Top 5 legal marketing tools for 2021

A hammer, screwdriver and other tools laid out on a table

Developing your own legal marketing strategy (and following through with it) can feel overwhelming. There are endless tools and tactics out there to try. It can be difficult to know what may work for your firm to attract potential clients.

But in 2021, your digital marketing strategy is more important than ever. Using the right tools can put you ahead of the curve and help bring in new clients. By taking steps now to develop your firm’s legal marketing plan, you can get a leg up on the competition — especially if the competition isn’t taking the issue seriously, which is more common than you think.

In fact, according to the 2020 State of U.S. Small Law Firms Report, 26% of law firms cited acquiring new client business as a significant challenge, but only a third actually developed a plan to deal with it. But, their loss could be your gain.

To get you started on the right path, here are five of the top tools and tactics you can use to help build your plan and bring in business ahead of the competition.

1. Law firm directories

According to the U.S. Consumer Legal Needs Survey, nearly a third of legal consumers use online directories when searching for a lawyer online. So, it is vital that your firm has a presence in these directories.

Be sure to select directories where your potential clients are looking. FindLaw.com is visited by millions of legal consumers every month and is a good place to start. However, if your clients speak Spanish, Abogado.com can help boost your visibility in front of an important emerging market.

Once you select the directories that fit your client base, work to ensure your listing is customized with information about your firm. Add images and a brief biography to engage potential clients and be sure that this information, as well as your address and phone number, are consistent across all directories.

2. Your law firm’s website

Even 15 years ago, some firms were able to get by without a website, relying on referrals and ads in the yellow pages to drum up business. This is no longer the case. Having a custom website is essential for any small business, including law firms. It allows consumers to understand your firm and connect with you before picking up the phone or sending you a message.

Your law firm’s website should be customized to the specific needs and goals of your practice. For some attorneys who rely on referrals, having a website that acts as a simple business card can be enough, with just a few pages to highlight their areas of practice and expertise. For other attorneys in competitive practice areas like personal injury or criminal defense, you may need a more robust website with pages dedicated to every aspect of your practice to compete online.

3. Social media

Social media is not going anywhere, and more individuals rely on it every year to connect and get information. While there seems to be new social media sites and apps every day, you should focus your efforts on those sites where your consumers spend their time.
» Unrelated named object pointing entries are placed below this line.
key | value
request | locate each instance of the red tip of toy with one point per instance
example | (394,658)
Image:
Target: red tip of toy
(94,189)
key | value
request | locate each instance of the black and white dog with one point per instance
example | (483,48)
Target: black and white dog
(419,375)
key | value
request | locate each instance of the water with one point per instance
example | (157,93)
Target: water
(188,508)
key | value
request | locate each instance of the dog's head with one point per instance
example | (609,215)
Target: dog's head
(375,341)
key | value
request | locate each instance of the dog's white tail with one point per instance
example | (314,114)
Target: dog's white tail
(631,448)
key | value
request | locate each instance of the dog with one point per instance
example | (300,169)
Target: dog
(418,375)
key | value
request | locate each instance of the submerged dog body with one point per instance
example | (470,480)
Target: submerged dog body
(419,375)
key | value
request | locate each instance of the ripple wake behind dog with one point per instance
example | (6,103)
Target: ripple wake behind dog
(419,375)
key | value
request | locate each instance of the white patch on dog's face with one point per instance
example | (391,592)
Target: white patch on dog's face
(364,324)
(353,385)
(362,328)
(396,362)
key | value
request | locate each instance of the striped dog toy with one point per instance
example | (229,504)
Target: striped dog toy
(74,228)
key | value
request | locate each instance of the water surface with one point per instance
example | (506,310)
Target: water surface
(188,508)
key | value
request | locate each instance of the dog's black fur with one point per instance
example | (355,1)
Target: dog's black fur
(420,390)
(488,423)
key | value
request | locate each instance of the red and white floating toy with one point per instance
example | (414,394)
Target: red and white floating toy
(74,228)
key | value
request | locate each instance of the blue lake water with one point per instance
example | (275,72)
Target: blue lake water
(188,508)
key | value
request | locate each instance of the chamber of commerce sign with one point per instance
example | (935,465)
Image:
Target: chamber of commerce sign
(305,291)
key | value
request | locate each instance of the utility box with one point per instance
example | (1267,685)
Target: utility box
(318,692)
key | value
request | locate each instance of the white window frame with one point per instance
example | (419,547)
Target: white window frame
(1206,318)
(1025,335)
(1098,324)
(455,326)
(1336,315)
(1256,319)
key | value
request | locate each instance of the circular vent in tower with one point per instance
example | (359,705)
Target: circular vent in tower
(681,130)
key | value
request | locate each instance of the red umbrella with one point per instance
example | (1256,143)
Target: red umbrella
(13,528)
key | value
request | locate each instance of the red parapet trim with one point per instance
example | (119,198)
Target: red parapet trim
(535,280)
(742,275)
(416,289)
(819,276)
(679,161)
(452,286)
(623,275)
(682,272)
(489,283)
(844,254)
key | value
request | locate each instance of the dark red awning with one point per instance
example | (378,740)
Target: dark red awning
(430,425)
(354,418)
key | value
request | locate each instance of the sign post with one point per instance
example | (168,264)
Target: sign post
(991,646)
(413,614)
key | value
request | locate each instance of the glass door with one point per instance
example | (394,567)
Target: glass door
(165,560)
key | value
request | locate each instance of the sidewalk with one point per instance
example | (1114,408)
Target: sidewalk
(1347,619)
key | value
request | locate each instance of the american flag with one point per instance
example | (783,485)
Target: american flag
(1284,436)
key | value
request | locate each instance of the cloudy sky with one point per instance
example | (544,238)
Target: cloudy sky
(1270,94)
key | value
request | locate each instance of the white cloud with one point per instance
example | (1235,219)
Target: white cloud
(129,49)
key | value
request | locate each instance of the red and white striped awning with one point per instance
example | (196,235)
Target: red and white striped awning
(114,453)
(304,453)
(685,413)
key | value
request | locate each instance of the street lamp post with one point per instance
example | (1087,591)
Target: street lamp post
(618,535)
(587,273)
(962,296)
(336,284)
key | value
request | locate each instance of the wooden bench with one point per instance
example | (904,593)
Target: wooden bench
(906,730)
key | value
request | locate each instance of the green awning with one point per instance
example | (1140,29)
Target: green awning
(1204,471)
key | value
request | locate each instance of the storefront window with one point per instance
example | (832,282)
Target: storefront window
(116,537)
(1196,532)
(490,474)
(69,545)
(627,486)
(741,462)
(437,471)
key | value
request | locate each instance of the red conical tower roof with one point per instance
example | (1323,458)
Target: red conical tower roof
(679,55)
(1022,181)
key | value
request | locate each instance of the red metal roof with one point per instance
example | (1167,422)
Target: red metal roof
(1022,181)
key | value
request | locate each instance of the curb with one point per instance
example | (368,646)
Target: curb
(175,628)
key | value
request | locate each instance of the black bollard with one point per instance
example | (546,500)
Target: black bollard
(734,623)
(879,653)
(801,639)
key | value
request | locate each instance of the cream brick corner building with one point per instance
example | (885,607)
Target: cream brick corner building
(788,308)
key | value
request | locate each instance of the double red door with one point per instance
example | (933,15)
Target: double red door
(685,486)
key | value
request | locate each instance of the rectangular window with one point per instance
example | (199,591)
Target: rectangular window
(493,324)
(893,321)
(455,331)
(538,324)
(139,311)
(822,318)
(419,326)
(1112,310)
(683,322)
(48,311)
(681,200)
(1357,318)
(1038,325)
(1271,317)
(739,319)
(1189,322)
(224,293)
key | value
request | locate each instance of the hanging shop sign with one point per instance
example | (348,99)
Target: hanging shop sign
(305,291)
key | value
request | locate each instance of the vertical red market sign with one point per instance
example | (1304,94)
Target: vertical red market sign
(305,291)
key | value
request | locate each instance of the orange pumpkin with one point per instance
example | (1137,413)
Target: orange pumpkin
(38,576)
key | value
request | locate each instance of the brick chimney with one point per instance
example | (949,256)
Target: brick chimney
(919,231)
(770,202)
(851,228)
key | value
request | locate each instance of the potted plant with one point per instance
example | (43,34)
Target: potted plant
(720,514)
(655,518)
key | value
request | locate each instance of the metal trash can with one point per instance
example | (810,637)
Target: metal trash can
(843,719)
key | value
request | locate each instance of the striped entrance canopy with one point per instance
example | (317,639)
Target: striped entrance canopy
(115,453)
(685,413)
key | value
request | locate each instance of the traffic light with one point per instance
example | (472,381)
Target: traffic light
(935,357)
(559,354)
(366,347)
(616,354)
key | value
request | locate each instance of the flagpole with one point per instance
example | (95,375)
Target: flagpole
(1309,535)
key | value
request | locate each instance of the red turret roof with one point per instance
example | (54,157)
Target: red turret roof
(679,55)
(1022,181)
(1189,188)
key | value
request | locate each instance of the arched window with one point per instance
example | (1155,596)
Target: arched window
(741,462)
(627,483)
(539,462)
Not sure which social media sites to target? Ask some of your current clients what sites they use. You might be surprised to find that your clients use Twitter or Facebook most frequently. If you represent businesses, the majority of your clients are likely on LinkedIn looking for information. Find the places your clients go and make sure you have a presence on those sites.

4. Blog posts

Nearly every year, various people proclaim that blogs are obsolete. They declared an end to blog posts when Twitter started, saying that people wanted quick, short content. And they declared the same with the rise of Vine, TikTok, and other video-sharing sites.

The fact remains, however, that blog posts are an effective way to drive traffic to your site. With a post, you can capture the niche topics and ideas that your clients are searching for, and direct them to your website.

You don’t need to post every day or even every week, but developing a consistent plan to post content about the topics your clients care about can help you build your brand and improve your website’s performance.

5. Paid advertising

A website and blog can help to capture those clients who search online organically, but if your market is competitive or your website is fairly new, you may need to pay to get your brand in front of the right consumers.

Pay-per-click (PPC) advertising can be a good way to get in front of legal consumers online. You can also pay to advertise on Facebook, Twitter, or LinkedIn, which allows you to select specific types of consumers in your area who should see your ad.

Tying these tools together

You need to pick the right mix of tools to market your firm. But no matter which tools you choose in your strategy, make sure that your voice and brand are consistent across all of them. For example, the images you use in your bios and on your site as well as your descriptions of your practice should match with each other. That way, if a consumer searches and sees you on a directory and later sees your firm on Facebook, they will recognize your brand and be more likely to connect with you.

By using the right legal marketing tools together, you can attract new business, build your brand, and set yourself up for a strong 2021.